Of course, every lovesick scholar felt this way about his particular Pingkang beauty. And Yue-ying wasn’t his. But he wanted very much for her to be.

“Tea?” he asked, finding it a struggle to keep his tone casual.

“No, Lord Bai.” She seemed equally nervous. “I wouldn’t want you to trouble yourself.”

“No trouble,” he muttered, heading for the kitchen.

He stoked the fire beneath the stove as a flood of anticipation roared through him. Yue-ying was here. She had to know what he had discussed with Madame Sun. It was a breach of etiquette for Yue-ying to come herself, when financial matters hadn’t yet been settled, but she was here. Damned if his palms weren’t sweating.

She was still standing in the same place when he returned with the tray. He set it down on the desk and motioned for her to sit while he poured the tea. She did so, though with some reluctance.

He realized they hadn’t had a chance to speak since the attack on him. “You need to be careful traveling alone.”

“I can’t be your concubine,” she blurted out.

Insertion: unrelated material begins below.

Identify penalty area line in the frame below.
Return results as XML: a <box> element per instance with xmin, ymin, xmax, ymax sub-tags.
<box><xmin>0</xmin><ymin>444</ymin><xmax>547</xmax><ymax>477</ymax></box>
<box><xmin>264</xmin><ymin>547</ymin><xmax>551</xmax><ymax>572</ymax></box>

“Ah.” He had been wondering how he would broach that subject. He was too startled by her directness to come up with anything more eloquent.

She stared at him, wincing as she struggled on. “Please don’t take any offense. Your proposal was quite generous—”

“I didn’t offer it to be
generous
,” he interrupted, setting down the teapot.

What a ridiculous night this was turning out to be.

It would have been ungentlemanly of him to mention his family’s class and noble status in comparison to hers, but the truth was he was a little offended to be dismissed so easily. Mostly he was just confused.

“Why—?” She paused to swallow. “Why did you offer to redeem me?”

He approached her, watching every emotion that flickered over her face. Color rose to her cheeks as he neared.

“Why can’t you be my concubine?”

She gave a sharp laugh. “Isn’t it obvious? Look at you and look at me.”

He caught her gaze and held it. “I’m looking.”

Yue-ying tilted her chin upward in challenge. Not only to him, but to everyone who had ever stared at her. “Why would anyone pay for a concubine whose face was ruined like this?”